H5 — URL parsing is a hot path for fetch (URL is parsed at least twice per request) (MEDIUM × MEDIUM)

  • Evidence. ext/fetch/lib.rs:436 parses
    the URL string again inside op_fetch, even though the JS side has
    already constructed a URL via the user's new URL(...) call (or
    passed a string that fetch internally wraps).
  • Architectural root. The JS-side URL object is opaque to the
    Rust op (only its .href string crosses the boundary). The fetch
    op accepts a String and does Url::parse(&url) from scratch.
  • Estimated impact if fixed. If URL objects carried an internal
    Rust Url rid (per H1), fetch could consume it directly without a
    second parse. ~400 ns savings per fetch(url) call, compounding with
    the H1 setter savings for fetch(new URL(...)) patterns. Listed
    separately from H1 because it spans ext/web and ext/fetch.

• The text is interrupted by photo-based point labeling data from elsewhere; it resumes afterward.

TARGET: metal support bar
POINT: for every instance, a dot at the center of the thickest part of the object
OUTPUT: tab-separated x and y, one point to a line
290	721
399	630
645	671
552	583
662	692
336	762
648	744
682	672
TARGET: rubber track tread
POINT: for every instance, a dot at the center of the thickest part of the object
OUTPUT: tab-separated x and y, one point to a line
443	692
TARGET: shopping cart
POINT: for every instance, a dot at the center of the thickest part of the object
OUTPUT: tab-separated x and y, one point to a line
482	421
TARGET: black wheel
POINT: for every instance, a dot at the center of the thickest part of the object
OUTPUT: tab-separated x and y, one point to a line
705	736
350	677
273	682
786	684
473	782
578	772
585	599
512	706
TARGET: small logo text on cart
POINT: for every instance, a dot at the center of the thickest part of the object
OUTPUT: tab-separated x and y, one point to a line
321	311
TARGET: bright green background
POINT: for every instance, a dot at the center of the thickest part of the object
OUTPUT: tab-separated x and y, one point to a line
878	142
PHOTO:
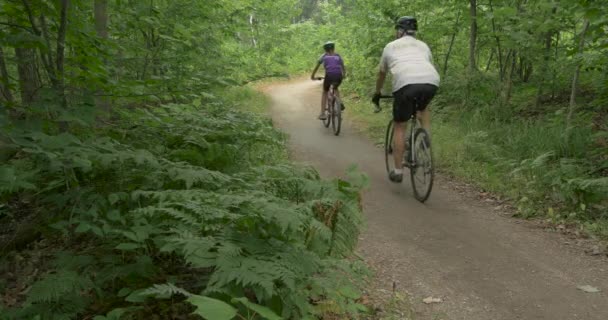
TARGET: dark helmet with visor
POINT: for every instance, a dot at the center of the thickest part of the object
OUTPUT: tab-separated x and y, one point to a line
407	23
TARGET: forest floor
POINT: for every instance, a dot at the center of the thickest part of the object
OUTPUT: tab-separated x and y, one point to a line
461	248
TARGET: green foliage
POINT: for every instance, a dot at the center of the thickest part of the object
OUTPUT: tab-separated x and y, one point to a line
199	198
505	125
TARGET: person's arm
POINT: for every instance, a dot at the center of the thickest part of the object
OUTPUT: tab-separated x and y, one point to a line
380	81
382	68
319	62
312	76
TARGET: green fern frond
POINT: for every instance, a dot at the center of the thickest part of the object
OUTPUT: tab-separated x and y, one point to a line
55	286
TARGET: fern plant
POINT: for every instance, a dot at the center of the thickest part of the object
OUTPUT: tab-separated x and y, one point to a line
176	202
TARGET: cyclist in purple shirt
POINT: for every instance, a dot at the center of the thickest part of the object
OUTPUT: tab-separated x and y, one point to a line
334	73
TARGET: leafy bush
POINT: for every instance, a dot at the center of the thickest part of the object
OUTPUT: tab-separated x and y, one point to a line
180	209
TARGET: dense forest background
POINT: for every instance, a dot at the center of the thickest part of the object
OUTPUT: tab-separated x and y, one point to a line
127	186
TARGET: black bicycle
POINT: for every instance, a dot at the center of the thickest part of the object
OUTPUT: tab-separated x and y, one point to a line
418	157
333	110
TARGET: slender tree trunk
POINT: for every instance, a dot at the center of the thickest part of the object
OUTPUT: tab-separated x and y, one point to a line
545	65
254	41
5	87
28	80
577	71
556	56
101	27
473	37
509	80
101	18
63	23
447	56
498	45
490	60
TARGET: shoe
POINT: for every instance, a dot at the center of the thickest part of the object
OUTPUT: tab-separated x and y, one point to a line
395	177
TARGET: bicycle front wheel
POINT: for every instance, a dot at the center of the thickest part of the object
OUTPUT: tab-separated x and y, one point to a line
388	147
327	120
422	171
336	114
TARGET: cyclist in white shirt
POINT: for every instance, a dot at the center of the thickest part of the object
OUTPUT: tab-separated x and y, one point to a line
415	79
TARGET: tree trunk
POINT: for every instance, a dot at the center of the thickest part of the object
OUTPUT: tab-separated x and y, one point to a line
490	60
473	37
63	23
5	87
581	47
101	18
447	56
101	27
28	80
545	65
509	80
498	46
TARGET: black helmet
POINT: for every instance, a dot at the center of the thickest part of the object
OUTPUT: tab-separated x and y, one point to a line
407	23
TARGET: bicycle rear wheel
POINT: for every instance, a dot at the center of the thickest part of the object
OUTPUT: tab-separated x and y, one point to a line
327	120
388	148
422	171
336	114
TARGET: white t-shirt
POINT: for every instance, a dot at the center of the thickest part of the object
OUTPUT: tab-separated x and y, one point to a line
410	62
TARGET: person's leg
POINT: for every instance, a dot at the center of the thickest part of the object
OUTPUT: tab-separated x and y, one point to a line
399	130
402	112
425	94
323	102
425	119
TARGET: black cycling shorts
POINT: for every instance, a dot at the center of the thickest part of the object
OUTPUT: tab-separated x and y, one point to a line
405	100
336	79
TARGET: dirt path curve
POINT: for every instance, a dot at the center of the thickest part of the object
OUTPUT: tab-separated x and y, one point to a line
482	265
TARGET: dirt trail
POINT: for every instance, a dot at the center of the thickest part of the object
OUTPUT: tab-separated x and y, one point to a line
484	266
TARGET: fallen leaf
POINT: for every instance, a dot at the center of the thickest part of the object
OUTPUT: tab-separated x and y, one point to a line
596	251
589	289
430	300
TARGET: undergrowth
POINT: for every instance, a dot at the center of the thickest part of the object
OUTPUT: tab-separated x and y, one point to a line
547	169
175	210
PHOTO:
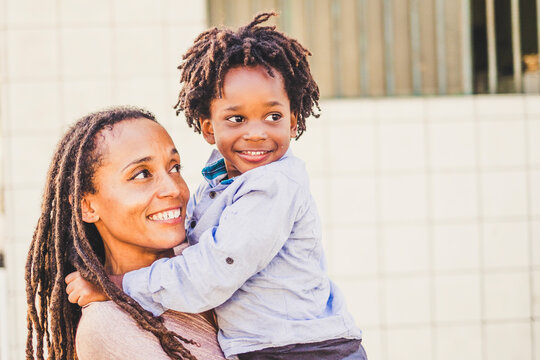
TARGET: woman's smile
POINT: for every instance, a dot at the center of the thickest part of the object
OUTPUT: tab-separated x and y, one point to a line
139	206
172	216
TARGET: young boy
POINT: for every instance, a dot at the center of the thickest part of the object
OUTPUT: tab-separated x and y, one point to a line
256	254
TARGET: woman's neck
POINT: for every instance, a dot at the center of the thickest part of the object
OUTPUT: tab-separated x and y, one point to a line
123	258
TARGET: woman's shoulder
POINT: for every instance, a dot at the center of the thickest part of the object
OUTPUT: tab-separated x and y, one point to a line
106	331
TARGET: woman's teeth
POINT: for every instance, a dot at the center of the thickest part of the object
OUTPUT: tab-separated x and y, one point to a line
166	215
254	153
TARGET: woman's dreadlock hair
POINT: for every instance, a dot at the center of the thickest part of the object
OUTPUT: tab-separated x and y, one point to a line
215	51
63	243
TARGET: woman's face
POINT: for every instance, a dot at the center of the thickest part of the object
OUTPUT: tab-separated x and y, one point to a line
140	200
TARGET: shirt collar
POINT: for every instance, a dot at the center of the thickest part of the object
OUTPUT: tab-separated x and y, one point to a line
215	171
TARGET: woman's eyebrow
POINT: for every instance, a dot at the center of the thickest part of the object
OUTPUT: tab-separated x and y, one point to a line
146	159
138	161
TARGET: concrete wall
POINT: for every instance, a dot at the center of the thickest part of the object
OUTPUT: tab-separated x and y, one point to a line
430	206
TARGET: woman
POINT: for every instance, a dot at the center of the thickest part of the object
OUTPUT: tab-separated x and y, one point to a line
114	202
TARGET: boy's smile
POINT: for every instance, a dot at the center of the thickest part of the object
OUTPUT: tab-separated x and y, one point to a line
251	123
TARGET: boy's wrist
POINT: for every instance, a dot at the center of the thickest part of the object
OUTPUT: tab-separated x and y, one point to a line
117	280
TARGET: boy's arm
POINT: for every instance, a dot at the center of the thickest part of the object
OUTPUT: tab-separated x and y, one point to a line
251	231
81	291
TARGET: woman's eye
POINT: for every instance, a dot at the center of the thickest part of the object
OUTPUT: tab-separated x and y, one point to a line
273	117
176	168
235	119
143	174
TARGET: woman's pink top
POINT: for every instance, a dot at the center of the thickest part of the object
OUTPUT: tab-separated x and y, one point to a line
107	332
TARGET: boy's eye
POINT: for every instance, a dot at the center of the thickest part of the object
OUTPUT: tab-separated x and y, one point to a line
176	168
273	117
235	119
143	174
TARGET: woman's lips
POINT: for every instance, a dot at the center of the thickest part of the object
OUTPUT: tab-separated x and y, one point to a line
169	215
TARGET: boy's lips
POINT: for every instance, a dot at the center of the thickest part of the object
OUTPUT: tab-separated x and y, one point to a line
254	155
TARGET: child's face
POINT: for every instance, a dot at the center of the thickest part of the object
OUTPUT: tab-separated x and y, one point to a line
251	123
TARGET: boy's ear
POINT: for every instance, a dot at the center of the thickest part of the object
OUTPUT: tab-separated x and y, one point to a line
89	214
207	130
294	125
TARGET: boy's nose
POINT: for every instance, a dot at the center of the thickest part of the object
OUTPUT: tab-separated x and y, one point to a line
255	132
168	187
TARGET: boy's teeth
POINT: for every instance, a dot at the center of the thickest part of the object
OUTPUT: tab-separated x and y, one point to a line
166	215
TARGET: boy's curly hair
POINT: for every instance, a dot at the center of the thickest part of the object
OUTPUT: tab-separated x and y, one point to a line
215	51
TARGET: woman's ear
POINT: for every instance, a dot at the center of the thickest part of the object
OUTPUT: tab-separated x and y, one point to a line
207	130
294	125
89	214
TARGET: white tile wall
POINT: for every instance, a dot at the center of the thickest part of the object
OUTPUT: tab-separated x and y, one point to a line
507	295
506	245
501	143
456	247
403	198
504	194
457	298
451	145
430	206
407	300
405	249
411	343
508	341
454	196
459	342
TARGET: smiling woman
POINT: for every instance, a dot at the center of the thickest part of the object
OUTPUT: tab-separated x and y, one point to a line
114	201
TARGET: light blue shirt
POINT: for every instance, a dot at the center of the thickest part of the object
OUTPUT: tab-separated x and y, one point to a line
256	257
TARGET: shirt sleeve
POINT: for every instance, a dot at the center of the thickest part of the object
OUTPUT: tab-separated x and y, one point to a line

H6 — URLSearchParams linear-scan .get/.has/.set (same pattern as Headers) (LOW × HIGH)

  • Evidence. usp.get("c") is 2.5× slower than Node, 1.8× slower
    than Bun. Storage is [[name, value], …] walked with ===
    per entry. Typical real-world N is small (≤8), so this is
    individually small, but it's present at every searchParams access.
  • Architectural root. ext/web/00_url.js:243-256.
    No index, no hash. Spec compliance requires preserving insertion
    order; an additional Map<name, indexInList> index would speed up
    lookups while keeping the list as the source of truth.
  • Estimated impact if fixed. For N ≤ 8 the constant factor matters
    more than the asymptotic complexity. Single-digit-percent for typical
    N; included here only because the same pattern is the leading finding
    in perf-research/fetch for Headers, and a single shared
    implementation strategy would address both.

Reproduction

See tools/perf_research/url/README.md.

cargo build --release --bin deno
./target/release/deno run -A --no-prompt tools/perf_research/url/micro/url_micro.js
node tools/perf_research/url/micro/url_micro.js
bun  tools/perf_research/url/micro/url_micro.js

- micro/url_micro.js: 14 ops covering construct/canParse/setters/searchParams
  on URL, and construct/get/has/toString on URLSearchParams.
- micro_results.jsonl: per-runtime ns/op from a single sweep across Deno
  2.7.14, Node v22.22.2, Bun 1.3.14.
- profiles/url_micro.prof.txt + .v8.log.gz: V8 --prof in-process profile
  of the bench (perf/samply blocked by container caps; --prof always works).